C'est que le conteneur a eu une histoire difficile. Il n'y a que dans les légendes que l'inventeur conçoit un objet et qu'après de courtes difficultés initiales, l'objet conquiert le monde par la seule force de ses qualités intrinsèques. En fait, le conteneur ne s'est pas imposé tout de suite. Il a rencontré de nombreuses difficultés, du conservatisme des acteurs déjà installés aux problèmes politiques et légaux, en passant par la difficulté d'adapter toute la chaîne du transport. Sans oublier des problèmes techniques bien concrets, pour faire une boîte solide, mais pas chère et facile à manipuler.

Levinson ne cache pas que l'effondrement des coûts du transport international n'est pas uniquement dû au conteneur, objet magique. Il a fallu refaire toute la logistique, et cela a pris de nombreuses années. En cela, ce livre est un excellent modèle d'analyse d'un système socio-technique. Contrairement à beaucoup d'études sur un objet technique, celle-ci ne considère pas le conteneur comme isolé, mais bien comme un des maillons d'un système complexe. Avec le recul, on dit que c'est le conteneur, par la baisse des coûts qu'il a engendrée, qui a permis l'actuelle mondialisation. Mais pendant de nombreuses années, il fallait vraiment avoir la foi, le conteneur coûtait aussi cher, voire plus cher que les systèmes qu'il voulait remplacer. Et il fallait remplir cette grosse boîte, pour qu'elle ne voyage pas à moitié vide et cela au retour comme à l'aller. C'est seulement quand tout le système socio-technique du transport s'est adapté à ces exigences que les coûts ont réellement baissé. En attendant, il a fallu financer l'adaptation des bateaux et des ports à ce nouvel objet et, contrairement à la légende des entrepreneurs privés qui risquent leur argent et, si ça marche, en retirent des bénéfices bien mérités, ici, une bonne partie des ports et même des navires ont été financés pendant des années par l'argent public, McLean ayant réussi à convaincre beaucoup de monde que l'avenir était au conteneur. C'est d'ailleurs la guerre du Viêt Nam qui a marqué le vrai décollage du conteneur, vu les énormes besoins en matériel de l'armée étatsunienne et l'argent dont elle disposait.

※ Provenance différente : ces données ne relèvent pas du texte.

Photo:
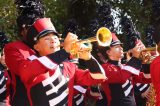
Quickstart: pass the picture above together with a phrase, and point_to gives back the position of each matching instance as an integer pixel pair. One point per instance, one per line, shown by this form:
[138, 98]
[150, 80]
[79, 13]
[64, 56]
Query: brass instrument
[103, 37]
[146, 49]
[152, 100]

Comme tous les changements socio-techniques, le conteneur a fait des gagnants et des perdants. Levinson ne joue pas la partition de la « mondialisation heureuse » et analyse qui a gagné et qui a perdu. Parmi les perdants, les marins : la rapidité de chargement et de déchargement, un des buts de la conteneurisation, a réduit à quelques heures la durée des escales. On ne voit plus du pays quand on est marin, seulement les gigantesques terminaux à conteneurs, toujours situés, vu leur taille, très loin de la ville, contrairement au port traditionnel. Toujours parmi les perdants, les dockers, le but du conteneur étant entre autres de nécessiter moins de personnel pour charger et décharger les bateaux. Les pages consacrées aux questions sociales sont très intéressantes, mais le livre est évidemment très centré sur les États-Unis et ce pays présente quelques particularités, comme les liens de certains syndicats avec le crime organisé (même si l'auteur note que le film Sur les quais n'est pas toujours réaliste), ou comme la concurrence entre syndicats (celui des dockers et celui des camionnneurs qui s'allient chacun avec son patronat, contre l'autre syndicat…)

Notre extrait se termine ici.